- Chitra Mahesh
February 8, 2019
I was so excited when I heard about Meraki, a Kathak presentation and that too a creative initiative by Kumudini Lakhia. I was looking forward to some fireworks on stage as Kathak sometimes amounts to. All that dynamic footwork, chakkars, costumes and rhythms that are so completely mesmerizing. In a one hour program, that is what I would look for. I don't claim to be an expert, but I have been watching dance and its many forms for over three decades and I know what keeps me gripped and what does not.
And I am not about to say that Meraki didn't do all of this! It did. And there were moments, especially when the males did their piece - a sawal jawab that was totally vibrant and the choreography beautifully executed. And then when Sanjukta Sinha took center stage and actually danced, there can only be a few who can follow in her footsteps. What was a bit off for me was the volume at which the entire production was put out. What was the sound person thinking of? And then again in a one hour program, I would prefer a tighter, crisper narration where the soul searching could be kept to a minimum. And I mean an absolute minimum!
I didn't really resonate with the initial part of the production, when Meraki is going through angst about her world and the world outside. Her dark costume didn't help and until the actual dancing started and with the music so loud, I couldn't wait to see the actual core of Kathak which is amazing footwork, bends and turns. For me at least! But having said that, the music was so very evocative (Abhijit Pohankar, Samiullah Khan, Bernhard Schimpelsberger). It plunged you into a vortex of feelings and that combined with total admiration for the dancers and their tremendous energies, was elevating!
I would think the lighting was one of the best things of Meraki. Done by Gyandev Singh, a master, showed how creativity and showmanship needs people like him. The way it was executed reminded me of Broadway shows, where drama is played out in the suffusing of light and shadows. It was spectacular and gave the dancers such sense of drama. Meraki is about a young girl lonely and sad and feeling very claustrophobic. She is looking for that inspiration that will pull her out of depths of her emptiness. Once that realization comes it is always the beginning of a discovery of the soul and self and soon, she is on the path.
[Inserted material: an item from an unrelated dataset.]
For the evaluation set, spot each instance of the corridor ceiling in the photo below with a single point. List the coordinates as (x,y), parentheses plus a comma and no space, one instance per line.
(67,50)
She sees other young girls dancing with joy and companionship and then a young man comes across her path - full of life and love. She finds herself responding to this call to be alive and joyous. Which is what happens and she finds herself in her dance and the joy of living becomes known to her. The last piece of the production had dancers in a grey costume, signifying the universality of everything including dance and movements. The rhythm that permeates through every aspect of life was sought to be visualized. How each choreographer/ director does this is subjective. It is their vision and way of expression. This cannot be qualified or quantified and therefore cannot really be judged. For me, it was a bit of a downswing on the wow factor.
I have the greatest respect for Kumudini Lakhia and I am glad I was able to see something like this in Chennai and that too at 8pm at Music Academy. It is almost impossible to see this dance form and with such a vision of creativity and it was an opportunity to witness something special.
Chitra Mahesh is a senior journalist based in Chennai.